Multiple factors, including deeply uncertain geopolitical risks and ramifications, contribute to policy-makers' reluctance to consider solar geoengineering. The risks and benefits of the deployment of any solar geoengineering programme will be unevenly distributed across the world [19,20], and nations are likely to have widely divergent preferences for whether, when, how and towards what climate goals solar geoengineering technologies should be deployed [21,22].

The controversy over solar geoengineering deployment extends to research involving field experiments to better understand both the efficacy and risks of potential deployment. Proposed experiments entail injecting sulfate aerosols or other reflecting particles into the stratosphere as well as various measures to increase the reflectance of marine clouds. Within the research community, views range from firm opposition to field experiments [23] to cautious endorsement of ‘small-scale atmospheric field experiments with controlled emissions’ [15] to calls for an ambitious ‘large-scale international research effort’ [24] investigating through atmospheric experiments detailed plausible operational scenarios for deployment against various researcher-determined measures of risk and effectiveness in achieving desired climate outcomes [24].

Yet, even discussions of small-scale experiments with limited direct environmental risks raise significant ethical and geopolitical concerns about implied intent, for example, towards further, riskier, larger scale research and deployment [15,25]. Currently, no process exists by which proposed atmospheric experiments might gain informed consent from either governments or civil society stakeholders, nor is there clarity on which stakeholders should be engaged in the consideration of research with such global risks and implications.

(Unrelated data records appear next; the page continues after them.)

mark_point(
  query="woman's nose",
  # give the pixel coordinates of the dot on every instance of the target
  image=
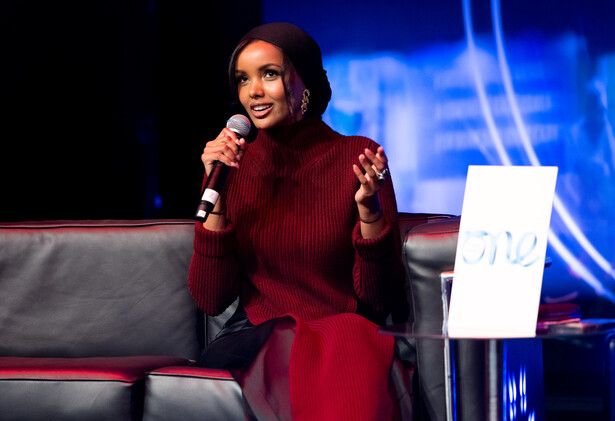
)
(256, 89)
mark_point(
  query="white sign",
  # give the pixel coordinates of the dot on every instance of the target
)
(501, 251)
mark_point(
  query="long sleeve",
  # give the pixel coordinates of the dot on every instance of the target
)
(378, 272)
(213, 276)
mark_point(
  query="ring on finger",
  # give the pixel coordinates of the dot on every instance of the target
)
(381, 176)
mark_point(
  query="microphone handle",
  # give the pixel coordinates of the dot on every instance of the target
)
(211, 192)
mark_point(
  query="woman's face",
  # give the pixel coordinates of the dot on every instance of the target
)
(261, 86)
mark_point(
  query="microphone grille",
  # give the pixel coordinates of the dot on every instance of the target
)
(240, 124)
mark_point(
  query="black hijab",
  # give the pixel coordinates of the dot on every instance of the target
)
(303, 52)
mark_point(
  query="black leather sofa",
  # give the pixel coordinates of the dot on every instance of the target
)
(97, 323)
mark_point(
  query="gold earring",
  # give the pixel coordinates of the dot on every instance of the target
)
(305, 100)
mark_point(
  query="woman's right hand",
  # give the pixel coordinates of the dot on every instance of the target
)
(226, 148)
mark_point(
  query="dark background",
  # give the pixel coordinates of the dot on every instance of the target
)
(106, 105)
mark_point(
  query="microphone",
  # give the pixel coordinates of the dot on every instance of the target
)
(241, 125)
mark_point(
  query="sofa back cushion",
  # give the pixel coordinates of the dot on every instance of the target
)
(97, 288)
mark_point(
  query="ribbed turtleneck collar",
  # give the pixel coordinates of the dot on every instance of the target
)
(290, 147)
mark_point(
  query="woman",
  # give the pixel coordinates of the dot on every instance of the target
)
(306, 236)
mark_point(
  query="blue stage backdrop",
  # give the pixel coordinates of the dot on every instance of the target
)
(447, 84)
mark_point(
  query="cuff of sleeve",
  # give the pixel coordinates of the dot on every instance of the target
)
(214, 243)
(373, 248)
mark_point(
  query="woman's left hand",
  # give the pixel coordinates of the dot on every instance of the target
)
(372, 164)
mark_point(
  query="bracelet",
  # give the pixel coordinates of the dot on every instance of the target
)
(378, 218)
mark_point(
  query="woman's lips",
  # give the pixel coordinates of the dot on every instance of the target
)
(261, 110)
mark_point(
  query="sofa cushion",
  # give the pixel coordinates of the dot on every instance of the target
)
(193, 393)
(97, 288)
(109, 388)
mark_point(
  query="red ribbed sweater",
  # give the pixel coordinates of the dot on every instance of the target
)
(293, 243)
(293, 246)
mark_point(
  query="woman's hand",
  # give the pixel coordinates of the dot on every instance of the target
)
(371, 166)
(226, 148)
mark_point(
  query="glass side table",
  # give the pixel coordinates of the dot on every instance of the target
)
(513, 366)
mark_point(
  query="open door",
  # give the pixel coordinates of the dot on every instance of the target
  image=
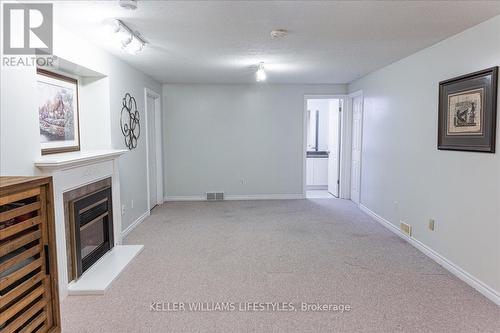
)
(334, 147)
(153, 200)
(357, 132)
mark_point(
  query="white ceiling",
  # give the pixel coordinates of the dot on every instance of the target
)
(222, 41)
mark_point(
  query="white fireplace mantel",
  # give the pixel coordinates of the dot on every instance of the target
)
(79, 158)
(73, 170)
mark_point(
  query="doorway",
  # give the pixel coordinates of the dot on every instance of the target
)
(153, 151)
(323, 142)
(356, 108)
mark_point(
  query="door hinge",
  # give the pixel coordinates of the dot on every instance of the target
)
(47, 261)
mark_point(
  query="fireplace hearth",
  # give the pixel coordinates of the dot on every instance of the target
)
(91, 221)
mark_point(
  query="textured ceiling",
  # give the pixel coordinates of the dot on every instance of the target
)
(222, 41)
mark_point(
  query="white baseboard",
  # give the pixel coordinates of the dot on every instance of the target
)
(185, 198)
(264, 197)
(316, 187)
(239, 197)
(468, 278)
(134, 224)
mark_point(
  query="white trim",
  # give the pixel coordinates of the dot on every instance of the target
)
(265, 197)
(158, 146)
(135, 224)
(346, 191)
(463, 275)
(304, 138)
(69, 160)
(239, 197)
(184, 198)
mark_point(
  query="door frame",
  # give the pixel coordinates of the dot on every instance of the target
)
(341, 144)
(348, 157)
(158, 146)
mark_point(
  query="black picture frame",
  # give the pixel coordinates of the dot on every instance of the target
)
(468, 111)
(62, 82)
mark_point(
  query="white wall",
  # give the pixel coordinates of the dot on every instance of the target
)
(241, 139)
(460, 190)
(99, 119)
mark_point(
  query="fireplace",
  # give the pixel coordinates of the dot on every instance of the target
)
(91, 221)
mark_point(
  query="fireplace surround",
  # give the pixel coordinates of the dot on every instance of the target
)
(91, 222)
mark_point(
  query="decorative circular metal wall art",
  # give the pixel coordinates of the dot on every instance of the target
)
(129, 121)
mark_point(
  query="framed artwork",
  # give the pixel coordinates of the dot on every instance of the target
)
(57, 98)
(467, 112)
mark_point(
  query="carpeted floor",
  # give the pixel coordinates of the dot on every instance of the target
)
(322, 251)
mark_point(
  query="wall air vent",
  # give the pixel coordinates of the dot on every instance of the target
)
(215, 196)
(406, 228)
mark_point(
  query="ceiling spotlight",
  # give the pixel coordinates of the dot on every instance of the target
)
(279, 33)
(128, 39)
(260, 75)
(128, 4)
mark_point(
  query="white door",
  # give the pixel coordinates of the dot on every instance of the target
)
(357, 134)
(152, 151)
(333, 148)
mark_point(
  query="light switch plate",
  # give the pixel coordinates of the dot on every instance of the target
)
(431, 224)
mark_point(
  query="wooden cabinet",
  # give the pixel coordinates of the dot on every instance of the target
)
(28, 267)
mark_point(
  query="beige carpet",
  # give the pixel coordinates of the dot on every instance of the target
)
(319, 251)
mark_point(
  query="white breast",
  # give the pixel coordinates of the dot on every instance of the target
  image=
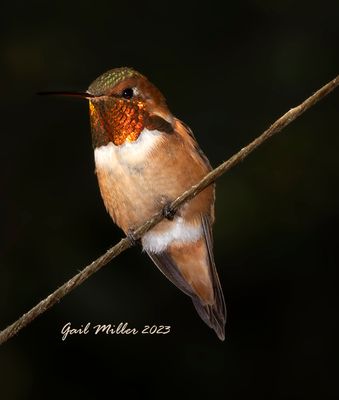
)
(129, 154)
(180, 231)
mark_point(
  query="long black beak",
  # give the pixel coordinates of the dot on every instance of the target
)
(83, 95)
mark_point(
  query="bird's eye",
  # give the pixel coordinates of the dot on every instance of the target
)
(127, 93)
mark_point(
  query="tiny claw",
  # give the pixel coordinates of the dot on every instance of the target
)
(131, 237)
(168, 212)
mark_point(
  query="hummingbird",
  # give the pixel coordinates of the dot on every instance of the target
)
(145, 158)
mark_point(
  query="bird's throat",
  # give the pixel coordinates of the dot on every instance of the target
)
(116, 121)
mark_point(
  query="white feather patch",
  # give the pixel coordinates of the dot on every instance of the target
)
(129, 153)
(180, 231)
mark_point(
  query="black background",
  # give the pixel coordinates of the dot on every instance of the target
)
(228, 71)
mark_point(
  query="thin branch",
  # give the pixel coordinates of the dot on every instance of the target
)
(125, 243)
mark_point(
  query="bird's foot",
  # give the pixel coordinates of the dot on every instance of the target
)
(131, 237)
(168, 212)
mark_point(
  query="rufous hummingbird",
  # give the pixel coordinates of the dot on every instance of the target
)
(144, 159)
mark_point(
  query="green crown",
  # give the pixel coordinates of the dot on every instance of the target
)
(109, 79)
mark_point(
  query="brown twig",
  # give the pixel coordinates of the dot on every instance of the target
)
(125, 243)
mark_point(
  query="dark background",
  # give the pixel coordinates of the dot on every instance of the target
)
(228, 71)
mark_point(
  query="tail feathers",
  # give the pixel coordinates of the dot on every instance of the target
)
(212, 316)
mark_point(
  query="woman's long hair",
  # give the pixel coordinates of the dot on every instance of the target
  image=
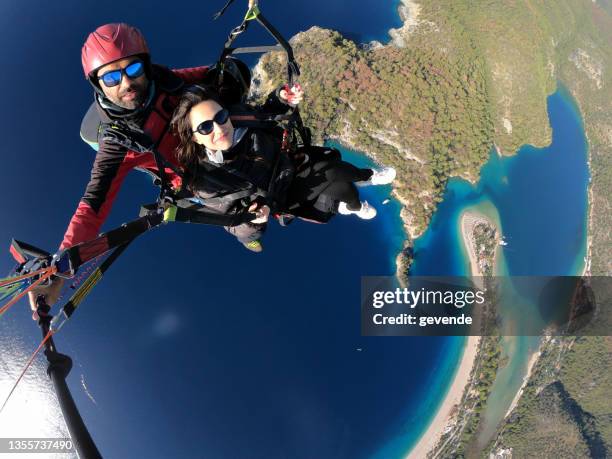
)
(187, 152)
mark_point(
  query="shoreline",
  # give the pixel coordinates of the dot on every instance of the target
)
(446, 414)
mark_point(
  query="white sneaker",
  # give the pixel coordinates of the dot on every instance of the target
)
(382, 176)
(367, 212)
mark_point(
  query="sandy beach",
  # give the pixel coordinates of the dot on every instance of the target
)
(445, 415)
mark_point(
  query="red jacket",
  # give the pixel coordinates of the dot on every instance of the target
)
(113, 161)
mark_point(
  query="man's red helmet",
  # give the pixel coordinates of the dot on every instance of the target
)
(109, 43)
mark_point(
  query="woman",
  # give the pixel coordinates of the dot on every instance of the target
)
(233, 170)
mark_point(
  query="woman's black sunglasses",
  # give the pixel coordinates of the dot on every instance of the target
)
(220, 118)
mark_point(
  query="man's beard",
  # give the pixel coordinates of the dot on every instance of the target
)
(140, 92)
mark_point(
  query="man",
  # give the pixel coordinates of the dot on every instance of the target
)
(134, 101)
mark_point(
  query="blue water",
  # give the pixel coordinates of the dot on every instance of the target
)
(538, 198)
(193, 347)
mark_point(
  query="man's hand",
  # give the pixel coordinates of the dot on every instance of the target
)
(293, 95)
(261, 212)
(50, 292)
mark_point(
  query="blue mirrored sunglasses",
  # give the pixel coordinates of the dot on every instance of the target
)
(220, 118)
(113, 77)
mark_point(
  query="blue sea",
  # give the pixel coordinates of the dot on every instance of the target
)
(194, 347)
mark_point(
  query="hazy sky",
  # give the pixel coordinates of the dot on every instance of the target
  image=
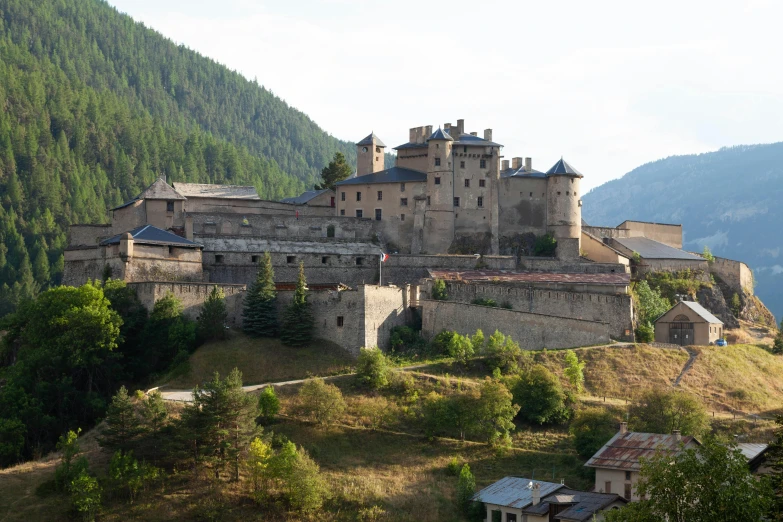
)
(607, 85)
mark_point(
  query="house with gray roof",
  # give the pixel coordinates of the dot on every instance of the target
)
(519, 499)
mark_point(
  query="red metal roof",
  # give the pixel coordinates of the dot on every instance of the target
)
(510, 276)
(624, 450)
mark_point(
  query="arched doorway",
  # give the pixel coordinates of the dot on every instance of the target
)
(681, 331)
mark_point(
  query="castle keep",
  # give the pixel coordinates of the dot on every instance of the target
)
(450, 209)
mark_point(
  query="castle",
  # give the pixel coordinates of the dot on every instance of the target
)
(451, 208)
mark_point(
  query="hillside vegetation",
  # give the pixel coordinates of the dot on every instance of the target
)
(737, 220)
(96, 106)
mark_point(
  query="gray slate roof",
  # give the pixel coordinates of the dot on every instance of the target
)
(369, 140)
(203, 190)
(150, 235)
(561, 168)
(513, 492)
(441, 134)
(304, 197)
(651, 249)
(392, 175)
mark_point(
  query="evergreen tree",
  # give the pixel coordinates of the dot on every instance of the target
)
(212, 319)
(298, 320)
(337, 170)
(259, 317)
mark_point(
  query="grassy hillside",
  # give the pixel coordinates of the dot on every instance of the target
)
(728, 200)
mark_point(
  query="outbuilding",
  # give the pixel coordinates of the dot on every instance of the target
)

In a seminal 2003 paper, Cash et al. [26] argued that scientific research is most likely to be effective in informing societal responses to challenging issues when research is perceived by relevant stakeholders to be scientifically credible, salient to decision-makers and legitimate. Establishing legitimacy requires the respectful consideration of stakeholders' divergent values and beliefs. Today, solar geoengineering field research lacks both salience (i.e. policy relevance) and legitimacy.

The salience of solar geoengineering research is likely to increase as the IPCC Special Report on 1.5°C and other studies bring to greater policy-maker attention the low prospects of limiting global climate risks through net emissions reductions alone. But the prospects and possible pathways for establishing solar geoengineering field research as legitimate are less clear. Initiating atmospheric field experiments in the absence of a well-designed process to seek legitimacy could draw considerable negative attention and enhance opposition to them. No well-documented solar geoengineering atmospheric experiments have yet been conducted, perhaps for this reason. But some researchers are now actively designing, planning and advocating for solar geoengineering field experiments, drawing attention and backlash and increasing the deliberate haste with which legitimacy for such experiments will need to be carefully sought [27–30].

In this paper, we explore whether and how a solar geoengineering research enterprise might be developed in a way that promotes legitimacy as well as scientific credibility and policy relevance. We first review the arguments for and against advancing solar geoengineering field research, with a focus on proposals to inject reflecting aerosols into the Earth's upper atmosphere. We highlight the responsibilities of researchers and funders of solar geoengineering research to ensure that research proposals are subject to legitimate societal review and scrutiny and recommend steps they can take to strive towards legitimacy of the solar geoengineering research enterprise.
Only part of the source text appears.